Le philosophe André Glucksmann, pourfendeur du totalitarisme, est mort à l'âge de 78 ans
Acteur de Mai-68 et figure emblématique des "nouveaux philosophes", il était connu pour son engagement pour les droits de l'homme.
Il était connu pour sa dénonciation des régimes totalitaires, notamment communistes. André Glucksmann, figure emblématique des "nouveaux philosophes" dans les années 1970, est mort dans la nuit du lundi 9 au mardi 10 novembre, à l'âge de 78 ans.
Agrégé de philosophie en 1961, il participe aux événements de Mai-68 alors qu'il est assistant de Raymond Aron à la Sorbonne. Intéressé par les questions géopolitiques et nucléaires, André Glucksmann publie en 1967 son premier livre, Le Discours de la guerre.
L'aventure des "nouveaux philosophes"
Mais c'est dans les années 1970 qu'André Glucksmann accède à la notoriété. Avec Bernard-Henri Lévy et quelques autres, il se fait connaître sous l'étiquette des "nouveaux philosophes", ces intellectuels médiatiques qui écument les plateaux de télévision et assurent de belles audiences à l'émission Apostrophes animée par Bernard Pivot sur Antenne 2. En 1975, il connaît le succès avec La Cuisinière et le mangeur d'hommes. Essai sur l'Etat, le marxisme, les camps de concentration, qui se vend à des dizaines de milliers d'exemplaires.
Comment en est-il venu à l'anticommunisme, lui dont les parents furent des juifs communistes d'Europe centrale, et qui a été un enfant caché pendant l'Occupation ? A la fin des années 1950, cet élève brillant intègre l'Ecole normale supérieure. Au cours de la décennie suivante, il est une des figures "mao" en vue du journal d'extrême gauche La Cause du peuple.

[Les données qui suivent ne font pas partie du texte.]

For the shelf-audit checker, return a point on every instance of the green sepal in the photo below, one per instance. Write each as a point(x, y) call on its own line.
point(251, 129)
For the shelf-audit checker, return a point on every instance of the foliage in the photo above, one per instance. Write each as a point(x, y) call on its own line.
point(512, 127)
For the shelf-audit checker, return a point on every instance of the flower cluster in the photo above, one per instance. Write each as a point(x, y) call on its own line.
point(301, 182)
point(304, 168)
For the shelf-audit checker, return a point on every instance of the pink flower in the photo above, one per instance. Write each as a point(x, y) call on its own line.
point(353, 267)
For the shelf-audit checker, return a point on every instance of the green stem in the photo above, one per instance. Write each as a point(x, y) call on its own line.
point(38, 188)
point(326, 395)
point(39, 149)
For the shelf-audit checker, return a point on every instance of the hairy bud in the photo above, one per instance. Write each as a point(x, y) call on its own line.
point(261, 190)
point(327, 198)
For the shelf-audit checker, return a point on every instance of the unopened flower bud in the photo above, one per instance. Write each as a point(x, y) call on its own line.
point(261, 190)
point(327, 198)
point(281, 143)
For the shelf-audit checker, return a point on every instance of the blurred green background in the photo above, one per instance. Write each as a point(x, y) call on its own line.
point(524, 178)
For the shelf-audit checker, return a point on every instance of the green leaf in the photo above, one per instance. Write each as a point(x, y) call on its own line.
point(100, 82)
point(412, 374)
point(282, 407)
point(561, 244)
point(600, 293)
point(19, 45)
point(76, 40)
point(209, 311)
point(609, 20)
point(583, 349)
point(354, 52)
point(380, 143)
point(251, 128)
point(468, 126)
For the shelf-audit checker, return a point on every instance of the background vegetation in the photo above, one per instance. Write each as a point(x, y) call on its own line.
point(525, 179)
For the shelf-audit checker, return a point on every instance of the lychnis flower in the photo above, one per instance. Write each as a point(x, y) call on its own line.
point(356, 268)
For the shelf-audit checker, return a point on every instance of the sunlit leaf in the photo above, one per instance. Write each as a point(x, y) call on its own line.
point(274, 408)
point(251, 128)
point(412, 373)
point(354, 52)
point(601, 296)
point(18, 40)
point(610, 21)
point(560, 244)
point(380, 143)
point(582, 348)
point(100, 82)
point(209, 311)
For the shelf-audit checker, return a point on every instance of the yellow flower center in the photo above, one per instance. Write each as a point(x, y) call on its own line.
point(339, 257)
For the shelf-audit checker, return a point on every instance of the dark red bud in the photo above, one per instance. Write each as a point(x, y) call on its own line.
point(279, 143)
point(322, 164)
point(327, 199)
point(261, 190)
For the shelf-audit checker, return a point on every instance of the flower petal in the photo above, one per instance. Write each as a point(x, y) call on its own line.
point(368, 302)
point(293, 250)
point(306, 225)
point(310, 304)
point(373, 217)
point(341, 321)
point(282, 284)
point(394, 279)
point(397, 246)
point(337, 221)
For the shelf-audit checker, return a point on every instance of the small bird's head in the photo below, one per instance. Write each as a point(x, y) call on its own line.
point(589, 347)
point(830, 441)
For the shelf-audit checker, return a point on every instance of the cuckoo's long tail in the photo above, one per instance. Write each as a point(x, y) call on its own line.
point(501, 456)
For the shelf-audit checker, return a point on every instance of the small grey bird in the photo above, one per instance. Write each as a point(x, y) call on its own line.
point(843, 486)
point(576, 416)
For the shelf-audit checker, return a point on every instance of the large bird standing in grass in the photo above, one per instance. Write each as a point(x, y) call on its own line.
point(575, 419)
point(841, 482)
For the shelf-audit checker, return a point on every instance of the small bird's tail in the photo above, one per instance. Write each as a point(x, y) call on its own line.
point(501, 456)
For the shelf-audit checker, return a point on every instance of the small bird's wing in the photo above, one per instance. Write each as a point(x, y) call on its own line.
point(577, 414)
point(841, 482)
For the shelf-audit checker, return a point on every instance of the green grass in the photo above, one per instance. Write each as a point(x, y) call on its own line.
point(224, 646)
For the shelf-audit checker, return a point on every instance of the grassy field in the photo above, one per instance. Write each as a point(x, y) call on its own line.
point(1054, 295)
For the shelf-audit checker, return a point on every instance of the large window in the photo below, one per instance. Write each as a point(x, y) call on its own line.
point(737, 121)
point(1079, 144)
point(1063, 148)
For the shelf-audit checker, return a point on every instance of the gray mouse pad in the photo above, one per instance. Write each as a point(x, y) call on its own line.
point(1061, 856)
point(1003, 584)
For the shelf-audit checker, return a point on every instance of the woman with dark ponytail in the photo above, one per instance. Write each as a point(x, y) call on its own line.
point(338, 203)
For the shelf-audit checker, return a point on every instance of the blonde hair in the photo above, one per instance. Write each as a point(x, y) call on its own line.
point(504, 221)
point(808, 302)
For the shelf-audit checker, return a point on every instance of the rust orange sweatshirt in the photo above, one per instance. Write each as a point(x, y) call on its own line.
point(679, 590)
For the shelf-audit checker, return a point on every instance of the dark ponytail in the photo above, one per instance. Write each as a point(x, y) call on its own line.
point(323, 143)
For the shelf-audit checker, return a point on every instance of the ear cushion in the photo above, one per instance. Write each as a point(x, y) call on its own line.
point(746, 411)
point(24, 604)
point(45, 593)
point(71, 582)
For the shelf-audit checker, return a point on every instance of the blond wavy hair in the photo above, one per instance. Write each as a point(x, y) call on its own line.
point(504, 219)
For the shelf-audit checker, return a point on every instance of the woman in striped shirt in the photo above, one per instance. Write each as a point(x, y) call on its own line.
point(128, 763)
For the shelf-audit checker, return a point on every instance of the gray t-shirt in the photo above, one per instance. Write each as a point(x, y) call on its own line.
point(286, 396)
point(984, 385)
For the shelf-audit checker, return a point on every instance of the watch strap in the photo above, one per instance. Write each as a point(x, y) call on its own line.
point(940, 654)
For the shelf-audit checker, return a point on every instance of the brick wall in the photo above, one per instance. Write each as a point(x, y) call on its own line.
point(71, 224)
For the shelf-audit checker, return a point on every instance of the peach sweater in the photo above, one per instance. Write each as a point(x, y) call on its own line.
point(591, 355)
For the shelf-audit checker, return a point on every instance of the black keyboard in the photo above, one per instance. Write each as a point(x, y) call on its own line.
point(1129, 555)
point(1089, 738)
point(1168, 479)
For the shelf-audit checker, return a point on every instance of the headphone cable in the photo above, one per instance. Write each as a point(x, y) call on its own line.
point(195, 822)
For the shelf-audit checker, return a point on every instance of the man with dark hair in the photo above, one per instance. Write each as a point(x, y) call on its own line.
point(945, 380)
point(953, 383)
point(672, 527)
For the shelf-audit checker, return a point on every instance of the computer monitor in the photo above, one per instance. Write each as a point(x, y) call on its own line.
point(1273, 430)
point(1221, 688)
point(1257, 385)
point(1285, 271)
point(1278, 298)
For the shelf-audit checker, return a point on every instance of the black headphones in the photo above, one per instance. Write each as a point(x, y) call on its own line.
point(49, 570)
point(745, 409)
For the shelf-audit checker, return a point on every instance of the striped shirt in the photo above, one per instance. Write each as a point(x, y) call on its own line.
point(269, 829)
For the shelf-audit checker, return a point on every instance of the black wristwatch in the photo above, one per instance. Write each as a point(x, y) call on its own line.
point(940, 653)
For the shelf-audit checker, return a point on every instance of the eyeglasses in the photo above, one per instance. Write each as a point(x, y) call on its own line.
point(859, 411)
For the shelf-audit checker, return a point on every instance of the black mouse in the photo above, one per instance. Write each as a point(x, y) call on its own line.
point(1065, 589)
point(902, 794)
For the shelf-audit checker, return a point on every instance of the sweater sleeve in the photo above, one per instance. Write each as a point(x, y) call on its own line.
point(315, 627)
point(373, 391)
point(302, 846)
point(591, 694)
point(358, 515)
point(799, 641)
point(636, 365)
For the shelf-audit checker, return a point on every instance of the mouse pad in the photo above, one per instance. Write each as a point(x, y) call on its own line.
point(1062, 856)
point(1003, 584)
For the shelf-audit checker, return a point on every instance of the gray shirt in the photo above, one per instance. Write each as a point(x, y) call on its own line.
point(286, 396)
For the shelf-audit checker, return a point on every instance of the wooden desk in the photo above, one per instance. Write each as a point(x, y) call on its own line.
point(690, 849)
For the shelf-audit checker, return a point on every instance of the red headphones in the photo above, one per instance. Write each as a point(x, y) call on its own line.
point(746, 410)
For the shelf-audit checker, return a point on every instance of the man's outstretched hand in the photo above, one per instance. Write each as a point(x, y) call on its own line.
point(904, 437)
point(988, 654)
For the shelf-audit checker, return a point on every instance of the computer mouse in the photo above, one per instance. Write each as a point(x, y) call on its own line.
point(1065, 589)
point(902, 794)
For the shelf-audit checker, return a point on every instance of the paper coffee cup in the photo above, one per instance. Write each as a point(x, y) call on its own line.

Son itinéraire va bifurquer, rappelle Le Monde, sous l'influence de Raymond Aron. André Glucksmann choisit de travailler comme assistant auprès de ce philosophe et sociologue de droite, à une époque où la gauche domine la vie intellectuelle. Dans les années 1970, le "nouveau philosophe" réconcilie les deux vieux adversaires Sartre et Aron. Les deux anciens condisciples de Normale Sup iront de concert à l'Elysée réclamer à Valéry Giscard d'Estaing que la France accueille des boat-people vietnamiens.
De l'extrême gauche à l'atlantisme
André Glucksmann se mue alors, sous l'œil des caméras, en inlassable dénonciateur. Dans les années 1990, il s'insurge contre les crimes génocidaires commis en Bosnie, pendant la guerre de Yougoslavie. Il participe aussi bien à de grandes manifestations qu'à des rassemblements confidentiels pour alerter l'opinion sur les guerres menées par Vladimir Poutine en Tchétchénie et sur l'horreur vécue par les habitants de la capitale, Grozny, rasée sous les bombes.
Au fil des ans, il passe de la gauche à l'atlantisme. En 2003, il soutient l'intervention américaine en Irak, comme en témoigne cette tribune au Monde. Il est favorable aux raids français en Libye, qui se concluent par la mort de Kadhafi, à l'initiative de Nicolas Sarkozy qu'il a d'ailleurs soutenu à la présidentielle de 2007. Il se prononce également en faveur d'une intervention française en Syrie contre le régime de Bachar Al-Assad.
Une œuvre moins connue que son auteur
Ses indignations perpétuelles ont souvent fait oublier son œuvre. En parallèle de ses combats, André Glucksmann continuait à écrire en philosophe, comme en témoigne la parution, en 2009, des Deux chemins de la philosophie, comparaison entre Socrate et Heidegger. Si la majorité de ses ouvrages dénoncent le totalitarisme soviétique, il raconte aussi, dans un livre autobiographique, Une rage d'enfant (2006), ses jeunes années marquées par l'Occupation et la menace nazie.
Son fils, Raphaël Glucksmann, lui a rendu hommage sur Facebook, mardi : "Mon premier et meilleur ami n'est plus. J'ai eu la chance incroyable de connaître, rire, débattre, voyager, jouer, tout faire et ne rien faire du tout avec un homme aussi bon et aussi génial. Voilà, mon père est mort hier soir."